La ciudad con su incendio y sus
ventanas de cristales mayúsculos. La ciudad entre ramas y semáforos. La ciudad
de los anuncios, de las jaulas, del cemento y los espectros que danzan con
serpientes, con ojos de venado, de águila. La ciudad de la gente que corre y se
agita como lámparas y hojas. La ciudad del drenaje, de los callejones y los
insectos. La ciudad de los autos, las alcantarillas y los vagones, de los
puentes, de las salidas de emergencia. Estoy en esta ciudad laberinto que
abraza los días contra todo pronóstico. Despierto aquí donde la vida se
consagra a la sospecha. El paso de la noche se parece a la marca de la lluvia.

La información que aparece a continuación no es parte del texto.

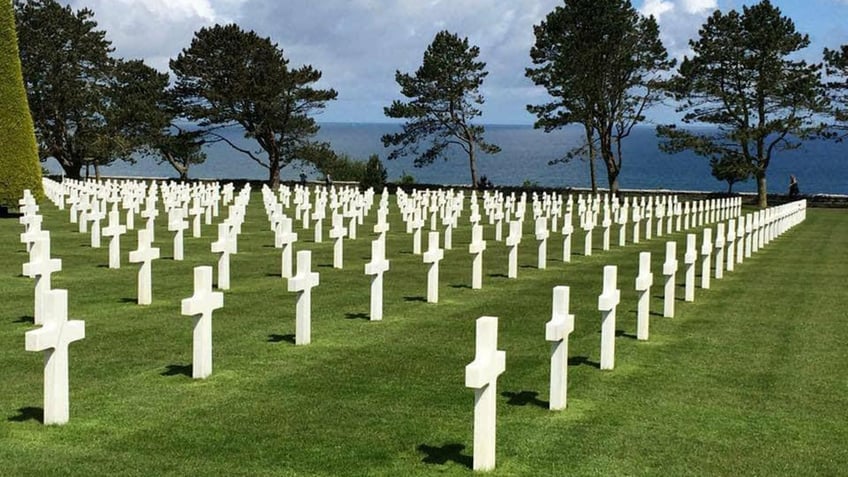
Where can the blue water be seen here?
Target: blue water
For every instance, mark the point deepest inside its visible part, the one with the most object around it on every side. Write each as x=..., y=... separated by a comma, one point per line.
x=819, y=165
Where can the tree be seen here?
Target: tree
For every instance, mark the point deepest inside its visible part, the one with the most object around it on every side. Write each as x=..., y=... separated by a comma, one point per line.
x=66, y=68
x=730, y=169
x=745, y=79
x=836, y=66
x=228, y=76
x=601, y=62
x=18, y=150
x=445, y=99
x=147, y=114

De pronto, todo está envuelto, iluminado, desposeído, húmedo, magnífico. Entro
a la ciudad con cautela como si pudiera salir de ella. Averiguo lo que voy
dejando atrás mientras transcurre la tarde. Algo se aleja y desvanece para
cambiar de forma. Recordar es poseer, aunque sean las siluetas o los trazos
movidos de la distancia. La ciudad reaparece cada tanto después de arruinarse y
valerse del escombro, se alza a través de sus fachadas y balcones, se cubre de
nostalgia, de capas de pintura, de huellas, de barniz. Recorro la ciudad y
pierdo el rastro, avanzo con precaución como si fuera a dolerme, a invadirme
con ruidos y sobresaltos. Los edificios parecen lagos. Insisto en demoler las
rutas, provoco el sinsentido de vagar. Yo también desaparezco, modulo
respuestas y ensayo frente a las vitrinas las formas apropiadas de
representarme. Me veo en las personas que van y se detienen en sus palabras. El
gesto de la ciudad es rotundo, ennegrece la pronunciación de quien saluda, huye
y se aferra al paseo, a las plazas, a las filas, a las coordenadas del
subsuelo. La miro. Recorro la ciudad como quien busca intoxicarse y huele la
fragmentación de lo que está por caer.